19. Yüzyıl Sonu: Veresiyenin Ölümü İlan Edildi Ama...
19. yüzyılın sonlarına doğru, Avrupa ve ABD'de yaşanan deflasyonist süreç, borçların tahsilini zorlaştırınca veresiye alışveriş sert biçimde eleştirilmeye başlandı. Mahalle bakkallarından büyük mağazalara kadar pek çok işletme, alacaklarını zamanında tahsil edememekten şikâyetçiydi. Bu dönemde peşin satışın erdemine vurgu yapan söylemler yükselişe geçti; "peşin satan dükkânlar" geleceğin temsilcisi olarak gösterildi. Hatta bazı dükkânlar, “Veresiyenin Ölümü” temalı levhalar ve afişler asarak bu gelenekten açıkça uzaklaştıklarını ilan ettiler. Hatta bu temaya özel cenaze tasvirleri barlara, tavernalara asıldı. Ancak gerçek bambaşkaydı: Veresiye ölmüyor, şekil değiştiriyordu.
ABD ve Amerika’ya yayılan bu "ölüm ilanı" uzun ömürlü olmadı. 20. yüzyılın başlarında veresiye, yeni ve modern biçimlerle geri döndü. Özellikle büyük mağazalarda müşterilere özel “veresiye plakaları” verilmeye başlandı. Üzerinde müşteri bilgileri bulunan bu küçük metal kartlar, kredi kartlarının erken birer prototipi olarak işlev gördü.

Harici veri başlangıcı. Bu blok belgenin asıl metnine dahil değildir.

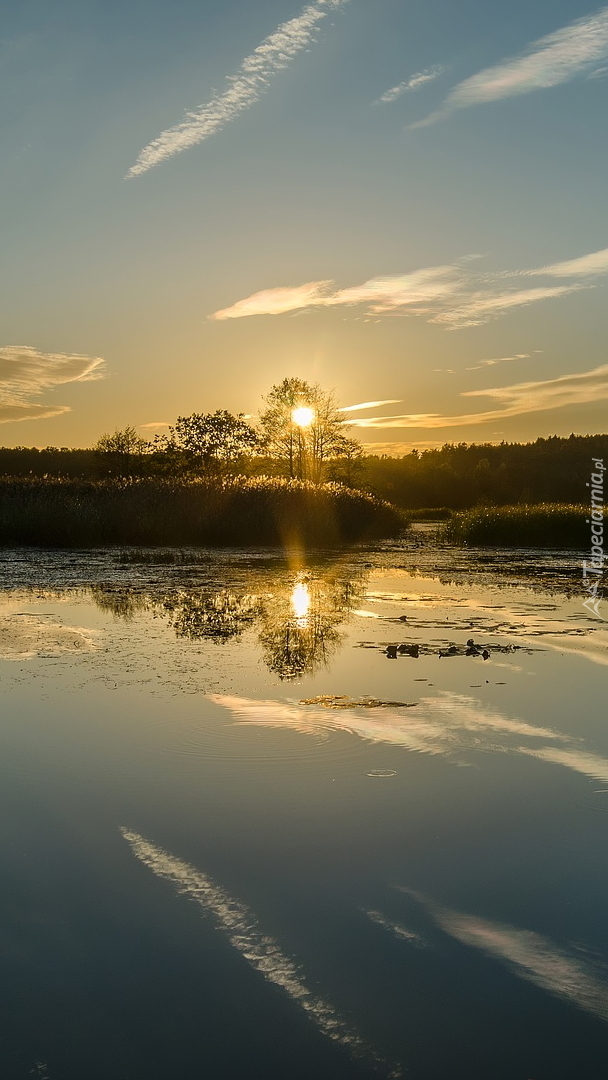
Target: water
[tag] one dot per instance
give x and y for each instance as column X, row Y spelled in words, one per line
column 243, row 836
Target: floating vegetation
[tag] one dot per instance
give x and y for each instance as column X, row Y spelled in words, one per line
column 341, row 701
column 546, row 525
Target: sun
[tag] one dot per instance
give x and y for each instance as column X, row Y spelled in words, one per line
column 302, row 416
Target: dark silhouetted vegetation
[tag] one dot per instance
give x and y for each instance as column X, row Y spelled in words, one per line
column 458, row 476
column 230, row 511
column 453, row 477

1920’li yıllarda ABD'de Lit Brothers gibi mağazalar, veresiye hesabı açmak için müşterilerinden referans talep etmeye başladı. Aynı dönemde "veresiye plakaları" adı verilen küçük metal kartlar devreye girdi. Bu plakalar, günümüz kredi kartlarının ilk versiyonları olarak kabul ediliyor. Böylece veresiye, bir dönemin demode alışveriş biçimi olmaktan çıkıp, hızla gelişen tüketim toplumunun temel ödeme araçlarından birine dönüşmeye başladı.
Yoksul Daha Fazla Ödüyor
1967’de David Caplowitz’in yaptığı bir araştırma, düşük gelirli vatandaşların veresiye alışveriş nedeniyle daha yüksek fiyatlarla karşı karşıya kaldığını ortaya koydu. Çünkü sadece yerel dükkânlar veresiye veriyordu; bu da fiyat karşılaştırmasını imkânsız hale getiriyordu. Aynı şekilde Britanyalı tarihçi Avram Taylor da, 1930’ların ekonomik durgunluğunda bakkalların açtığı veresiye hesaplarla işçi sınıfının hayatta kaldığını; ancak bu hesapların %25’e kadar fazladan maliyet yarattığını belirtiyor.
Şekil Değiştiren Bir Pratik
II. Dünya Savaşı sonrasında bile, mahalle kültürünün devam ettiği ülkelerde veresiye alışveriş yaşamaya devam etti. Türkiye’de hâlen bazı mahalle bakkallarında "veresiye defteri" tutuluyor. Ancak veresiye artık yeni isimlerle hayatımızda: Taksitli alışveriş, kredi kartları, “şimdi al sonra öde” (ClearPay, AfterPay) gibi uygulamalar veresiye geleneğinin modern kılıfları olarak karşımıza çıkıyor.
M. Fatih Karakaya’nın da dediği gibi, veresiye alışveriş öldüyse bile tekrar tekrar dirilmeyi başarıyor. Çünkü bu yöntem sadece borçlanma değil, aynı zamanda ilişkilenme biçimi. Güvenin, dayanışmanın, mecburiyetin ve kimi zaman da sömürünün iç içe geçtiği bir toplumsal pratik.